Coding for the Cortex-M4
Now that we have seen the key Thumb-2 opcodes, here are some tips for coding effective Cortex-M4 assembly and C programs:
- Use 16-bit Thumb instructions whenever possible for best code density
- Utilize 32-bit instructions for complex operations like multiply or SIMD
- Take advantage of conditional execution for faster branching
- Use exclusive and atomic instructions for safe shared memory access
- Enable Advanced SIMD for parallel processing of multimedia data
- Inline assembly or intrinsic functions can optimize key functions
Profiling tools can identify hotspots to focus optimization work.
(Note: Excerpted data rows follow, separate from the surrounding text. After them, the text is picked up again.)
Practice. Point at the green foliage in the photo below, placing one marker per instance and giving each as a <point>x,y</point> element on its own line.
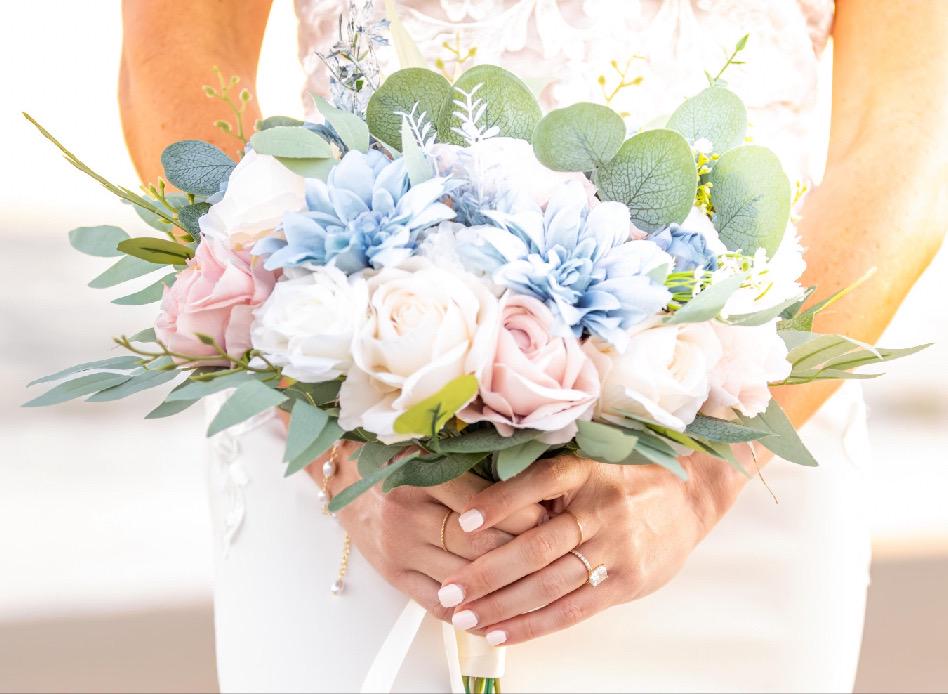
<point>292,142</point>
<point>398,94</point>
<point>351,129</point>
<point>249,399</point>
<point>148,295</point>
<point>100,241</point>
<point>127,268</point>
<point>514,460</point>
<point>605,442</point>
<point>159,251</point>
<point>429,416</point>
<point>580,137</point>
<point>723,431</point>
<point>716,114</point>
<point>509,104</point>
<point>77,387</point>
<point>429,473</point>
<point>196,166</point>
<point>708,303</point>
<point>751,197</point>
<point>654,174</point>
By applying these techniques, developers can fully harness the performance and functionality of the Cortex-M4 CPU.
Conclusion
The ARM Thumb-2 instruction set provides a versatile combination of 16-bit and 32-bit opcodes to balance code density and performance. Core data processing, branch and control flow, load/store, floating point, SIMD and other instructions enable the Cortex-M4 to deliver exceptional capabilities for embedded applications.
We have explored the key opcodes and features of the Thumb-2 ISA. With this understanding of the instruction set, developers can write optimized Cortex-M4 code to take full advantage of the processor capabilities.